Avant ça, elle daigne tout de même t’adresser son attention et répond vaguement à la question que tu lui avais posée, sans y mettre vraiment le cœur, cela dit. Tu ne relèveras pas cette nouvelle brume de mystère que tu lui auras fait jeter. Après tout, tu ne serais pas prêt à lui révéler la nature de tes vicissitudes. Penaud, pourtant bien innocent de tout impair, tu ne peux t’empêcher de nourrir l’impression d’avoir trop parlé. Peut-être vaudrait-il mieux garder pour ta langue, désormais.
Voilà, qu’à nouveau, le regard froid de la vampire te dissèque. L’incompréhension, seule, semble être la source de toute cette bête confusion. Plutôt qu’une réponse grandiloquente et pétrie d’expériences, elle te réserve un trait d’humour assez consensuel. Évidemment que les Anglais sont connus pour avoir colonisé la moitié du monde connu pour des épices qu’ils s’entêtent à ne pas utiliser. L’idée te fait sourire, d’un bien faible éclat. Toujours aussi lentement, Apolline se déhanche jusqu’à l’intérieur, où une place l’attendra auprès de son ombre. Comment s’appelle-t-il, déjà ?
Il te faudrait songer à trouver une place un peu plus éloignée d’elle, mais ayant attendu après chacun de ses pas, tu te retrouves à entrer le dernier dans l’échoppe et de places, il n’en reste plus qu’aux côtés de la légende du BUR. Désappointé, tu l’écoutes échanger en… Français, tu imagines, avec son très cher collègue. L’homme rit, les lèvres closent, puis s’attarde un temps sur toi, au moins aussi surpris que toi de te trouver ici. Sa dulcinée, d’un geste le rabroue, alors qu’il s’éclipse vers une autre conversation. Tu te demandes quelle est réellement la nature de leur relation…
Comme pour tout le reste, tu n’aurais sans doute pas de réponses, à quoi bon s’en soucier ? Les méandres de tes pensées te fatiguent, ce soir. Alors que, défait, tu consens à t’asseoir, là, à la droite de la gourelle. Sans crier gare, elle attaque.

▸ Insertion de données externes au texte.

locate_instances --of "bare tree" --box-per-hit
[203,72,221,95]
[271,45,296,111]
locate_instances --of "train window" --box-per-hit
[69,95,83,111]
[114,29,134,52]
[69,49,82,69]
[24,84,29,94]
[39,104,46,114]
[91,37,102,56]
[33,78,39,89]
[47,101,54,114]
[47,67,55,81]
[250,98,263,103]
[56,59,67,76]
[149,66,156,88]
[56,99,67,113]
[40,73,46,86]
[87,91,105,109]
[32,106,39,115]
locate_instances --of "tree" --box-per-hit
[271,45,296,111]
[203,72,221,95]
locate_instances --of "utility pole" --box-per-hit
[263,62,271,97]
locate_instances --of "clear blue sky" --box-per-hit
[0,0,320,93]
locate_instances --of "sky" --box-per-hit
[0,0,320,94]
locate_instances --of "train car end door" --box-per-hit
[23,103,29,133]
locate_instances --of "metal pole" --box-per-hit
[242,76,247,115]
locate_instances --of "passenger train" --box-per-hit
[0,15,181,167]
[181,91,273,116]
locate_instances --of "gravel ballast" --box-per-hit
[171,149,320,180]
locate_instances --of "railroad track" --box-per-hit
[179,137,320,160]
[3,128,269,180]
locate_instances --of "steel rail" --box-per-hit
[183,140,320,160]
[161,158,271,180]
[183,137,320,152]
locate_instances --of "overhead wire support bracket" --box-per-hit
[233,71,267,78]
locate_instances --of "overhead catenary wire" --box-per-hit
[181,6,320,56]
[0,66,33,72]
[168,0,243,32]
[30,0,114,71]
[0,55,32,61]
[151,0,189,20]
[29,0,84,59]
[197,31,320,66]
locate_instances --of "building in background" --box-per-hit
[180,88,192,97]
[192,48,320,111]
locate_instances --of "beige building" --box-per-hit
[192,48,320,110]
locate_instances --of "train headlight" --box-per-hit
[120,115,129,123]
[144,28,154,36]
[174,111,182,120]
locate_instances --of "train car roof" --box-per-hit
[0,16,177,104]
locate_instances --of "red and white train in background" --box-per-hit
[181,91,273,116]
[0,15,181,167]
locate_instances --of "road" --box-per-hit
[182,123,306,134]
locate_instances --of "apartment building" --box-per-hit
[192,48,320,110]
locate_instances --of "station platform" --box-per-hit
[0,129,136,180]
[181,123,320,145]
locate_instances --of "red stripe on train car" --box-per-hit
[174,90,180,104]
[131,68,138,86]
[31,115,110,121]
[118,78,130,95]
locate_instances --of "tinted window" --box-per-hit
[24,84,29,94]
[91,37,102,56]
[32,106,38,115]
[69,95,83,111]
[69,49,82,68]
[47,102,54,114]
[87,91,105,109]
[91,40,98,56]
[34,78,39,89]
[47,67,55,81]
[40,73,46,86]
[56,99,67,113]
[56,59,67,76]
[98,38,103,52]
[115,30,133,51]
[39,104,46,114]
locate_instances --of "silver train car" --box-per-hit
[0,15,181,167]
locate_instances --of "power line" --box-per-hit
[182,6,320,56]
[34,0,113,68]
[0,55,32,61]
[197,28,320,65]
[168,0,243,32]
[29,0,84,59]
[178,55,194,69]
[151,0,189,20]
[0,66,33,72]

Ce qui te blesse le plus, ça n’est pas tout à fait qu’elle le dise, bien que le fond qu’elle puisse relever compte pour beaucoup à tes yeux. C’est davantage l’évidence absolue qui découle de ses paroles, le regard inconséquent, l’ordinaire de la situation, de son point de vue. Aucun vampire n’aurait à regretter des parts de sa vie d’avant ? Qu’est-ce que cela fait de toi, alors ?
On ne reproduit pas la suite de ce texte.